At the precise center of Roby, Texas, on one of the town’s more expensive pieces of real estate, is a crudely made sign: good used clothes 10 cents to $1. It sits in front of a faded little store and tells you everything you need to know about the economics of this dying cotton-and-cattle town. The average house here costs $30,000. The average income is barely $20,000. Everywhere buildings are boarded up, abandoned, sinking in the rust-red dirt. The population is 616 and dwindling.

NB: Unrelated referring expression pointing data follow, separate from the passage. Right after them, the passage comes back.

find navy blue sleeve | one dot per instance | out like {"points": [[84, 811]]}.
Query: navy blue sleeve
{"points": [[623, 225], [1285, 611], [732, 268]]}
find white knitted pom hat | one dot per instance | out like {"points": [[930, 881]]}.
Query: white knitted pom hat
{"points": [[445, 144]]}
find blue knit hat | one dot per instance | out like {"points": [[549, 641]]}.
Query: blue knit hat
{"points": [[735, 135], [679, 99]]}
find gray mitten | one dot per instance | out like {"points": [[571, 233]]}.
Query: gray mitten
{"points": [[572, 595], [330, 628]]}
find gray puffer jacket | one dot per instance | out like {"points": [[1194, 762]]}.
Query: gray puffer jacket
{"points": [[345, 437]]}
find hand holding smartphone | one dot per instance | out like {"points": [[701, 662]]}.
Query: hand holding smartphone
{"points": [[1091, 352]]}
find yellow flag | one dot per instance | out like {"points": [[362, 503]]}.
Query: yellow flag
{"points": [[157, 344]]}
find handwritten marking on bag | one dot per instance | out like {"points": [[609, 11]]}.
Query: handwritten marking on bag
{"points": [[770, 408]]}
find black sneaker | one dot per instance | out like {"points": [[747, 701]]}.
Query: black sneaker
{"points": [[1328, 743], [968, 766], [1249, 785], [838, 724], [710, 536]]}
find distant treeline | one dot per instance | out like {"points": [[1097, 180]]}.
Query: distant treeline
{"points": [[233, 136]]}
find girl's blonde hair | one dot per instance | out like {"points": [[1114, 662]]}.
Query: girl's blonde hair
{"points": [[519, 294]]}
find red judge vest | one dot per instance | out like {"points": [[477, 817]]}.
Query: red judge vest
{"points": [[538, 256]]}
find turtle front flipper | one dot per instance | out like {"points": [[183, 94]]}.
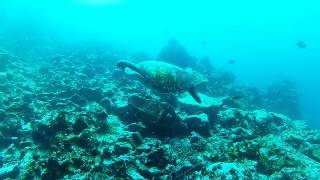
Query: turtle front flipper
{"points": [[192, 91]]}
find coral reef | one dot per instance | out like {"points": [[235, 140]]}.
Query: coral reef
{"points": [[71, 119]]}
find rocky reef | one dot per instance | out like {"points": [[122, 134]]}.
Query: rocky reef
{"points": [[70, 118]]}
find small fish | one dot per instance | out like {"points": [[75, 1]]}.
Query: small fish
{"points": [[231, 61], [302, 44]]}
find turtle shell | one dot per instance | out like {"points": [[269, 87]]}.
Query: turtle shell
{"points": [[165, 77]]}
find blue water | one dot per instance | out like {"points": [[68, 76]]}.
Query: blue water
{"points": [[260, 36]]}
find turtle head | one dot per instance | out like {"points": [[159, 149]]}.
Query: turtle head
{"points": [[122, 65]]}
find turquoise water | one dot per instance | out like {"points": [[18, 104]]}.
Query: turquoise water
{"points": [[260, 36], [237, 96]]}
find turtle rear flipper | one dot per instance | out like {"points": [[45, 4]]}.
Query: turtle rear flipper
{"points": [[192, 91]]}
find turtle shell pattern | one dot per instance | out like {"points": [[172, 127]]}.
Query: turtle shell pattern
{"points": [[165, 77]]}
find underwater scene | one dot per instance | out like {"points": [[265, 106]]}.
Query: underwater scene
{"points": [[137, 89]]}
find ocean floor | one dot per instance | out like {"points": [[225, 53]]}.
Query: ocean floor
{"points": [[77, 117]]}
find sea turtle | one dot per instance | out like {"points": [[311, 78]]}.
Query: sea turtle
{"points": [[164, 77]]}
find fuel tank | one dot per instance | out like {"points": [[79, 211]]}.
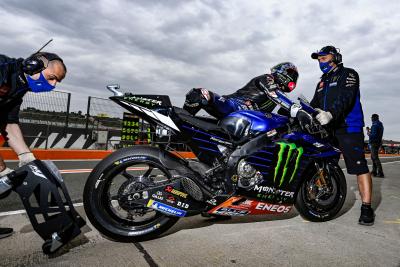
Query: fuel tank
{"points": [[248, 122]]}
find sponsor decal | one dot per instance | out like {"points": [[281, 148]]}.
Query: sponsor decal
{"points": [[273, 207], [272, 133], [175, 192], [234, 178], [230, 212], [316, 144], [272, 190], [165, 208], [262, 196], [282, 166], [220, 141], [182, 205], [128, 159], [332, 84], [142, 232], [143, 100], [37, 172], [158, 195], [212, 201], [246, 206], [170, 199]]}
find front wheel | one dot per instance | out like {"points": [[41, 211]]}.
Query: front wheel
{"points": [[126, 171], [322, 193]]}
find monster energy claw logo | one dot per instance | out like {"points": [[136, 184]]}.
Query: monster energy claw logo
{"points": [[285, 164]]}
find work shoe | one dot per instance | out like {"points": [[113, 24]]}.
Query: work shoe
{"points": [[367, 216], [4, 232]]}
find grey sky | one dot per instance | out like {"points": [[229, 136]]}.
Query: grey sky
{"points": [[170, 46]]}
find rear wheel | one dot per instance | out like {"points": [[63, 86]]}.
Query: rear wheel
{"points": [[125, 172], [322, 193]]}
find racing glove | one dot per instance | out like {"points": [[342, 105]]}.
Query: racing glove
{"points": [[304, 118], [324, 117], [5, 183], [25, 158]]}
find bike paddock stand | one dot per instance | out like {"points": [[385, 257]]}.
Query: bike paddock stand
{"points": [[48, 204]]}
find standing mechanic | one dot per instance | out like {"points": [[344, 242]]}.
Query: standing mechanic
{"points": [[375, 143], [337, 99], [38, 73]]}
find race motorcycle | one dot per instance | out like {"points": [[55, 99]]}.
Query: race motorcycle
{"points": [[248, 163]]}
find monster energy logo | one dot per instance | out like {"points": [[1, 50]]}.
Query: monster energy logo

The town needed a miracle. And over Thanksgiving weekend it got one. With a mixture of shock and gratitude, Roby residents learned that 39 of their own had won more than $1 million each in the Texas state lottery. They belonged to a pool of 43 people organized by Peggy Dickson, 48, a bookkeeper at the town’s cotton gin. Each wagered $10, enabling the pool to buy 430 tickets. The one that won paid $46.7 million–that’s $54,255.81 a person each year for the next 20 years, or roughly $40,000 after taxes. Dickson had never before organized such a lottery syndicate, and many of its participants had never bought a lottery ticket. “It still doesn’t feel exactly real,” says Kathy Terry, one of 21 Terry kinfolk who won (they all are descendants of the town’s founders).
Roby residents have reason to be suspicious of their good luck, which has been unfamiliar lately. Misfortunes have descended with biblical force: a three-year drought, a continuing plague of boll weevils and crashing cattle prices. Twenty-eight winners were farmers or ranchers, and three-fourths of them were in deep financial trouble. “In June they were fixing to come get our stuff,” says Kathy Terry of the bankers who hold the notes on their farm. “We’ve kept it going only because we got a loan from my dad. My husband was already looking around for other work.” Manuel Valdez, 43, and his wife Susie, 37, were close to losing Susie’s Fish & Grill, which the couple sank their life savings into only five months before. Manuel, who had stopped by the cotton gin (owned by the Terrys, of course) for a cup of coffee and joined the lottery pool on a lark, says they could not have held out much longer. “This month I really didn’t even want to come to work,” he says. “I opened the checkbook, and we were down to our last $136.” Another winner, Gene Terry, 61, says he had got so far into debt that he had to put up his two small farms as security. “A lot of these farmers just could not have kept farming another year if they had not won,” says Mayor Cecil King.
To the question, “What are you going to do with the money?,” the winners say, “Well, buy our freedom, of course.” But freedom in Roby does not mean traveling in Europe, buying a new car or moving away from the dusty prairie. “I’ll tell you what $40,000 means to us,” says Kathy Terry. “It means we can pay off the interest we owe.” Years of financial insecurity have made people like Lance Green, 30, hang on tightly to the things he can count on, like his $9-an-hour job. He doesn’t plan to quit at the gin even after he pays off the debts he ran up in his construction business. “Yeah, I could go out right now and buy a new pickup,” says Mike Terry, 37, who makes $30,000 a year at the Terry cotton gin and whose wife makes $10,000 at the bank. “But I say, What a waste of a whole year’s lottery payment. We’re thinking about things like a college education for our three kids.” The Valdezes plan to hang on to their restaurant and re-enroll their 21-year-old son in college; he dropped out for financial reasons this year.
Even though the dreams of Roby’s millionaires fit their struggles, that has not kept outsiders from as far away as Germany from calling in with investment tips. One financial adviser who contacted several winners billed himself as a “lottery economist.” Green says he has received a phone call from his ex-wife, with whom he has a daughter, expressing interest in the disposition of the money. If there’s any bad feelings from people who missed out on the now famous pool, the tight-knit Robyites are not saying. Two men who were invited to join the pool and turned it down, however, were said by everyone to be “sick about it.”
For now, at least, there seems to be a tacit consensus in Roby that the best outcome of the lottery would be a life that continues unchanged. Winner Thurman Terry, 82, patriarch of the Terry clan, vows to do just that, which means running a few head of cattle. “The problem with retirement,” he says with a wry smile, “is that when you retire you are liable to die, and I have no such plans.”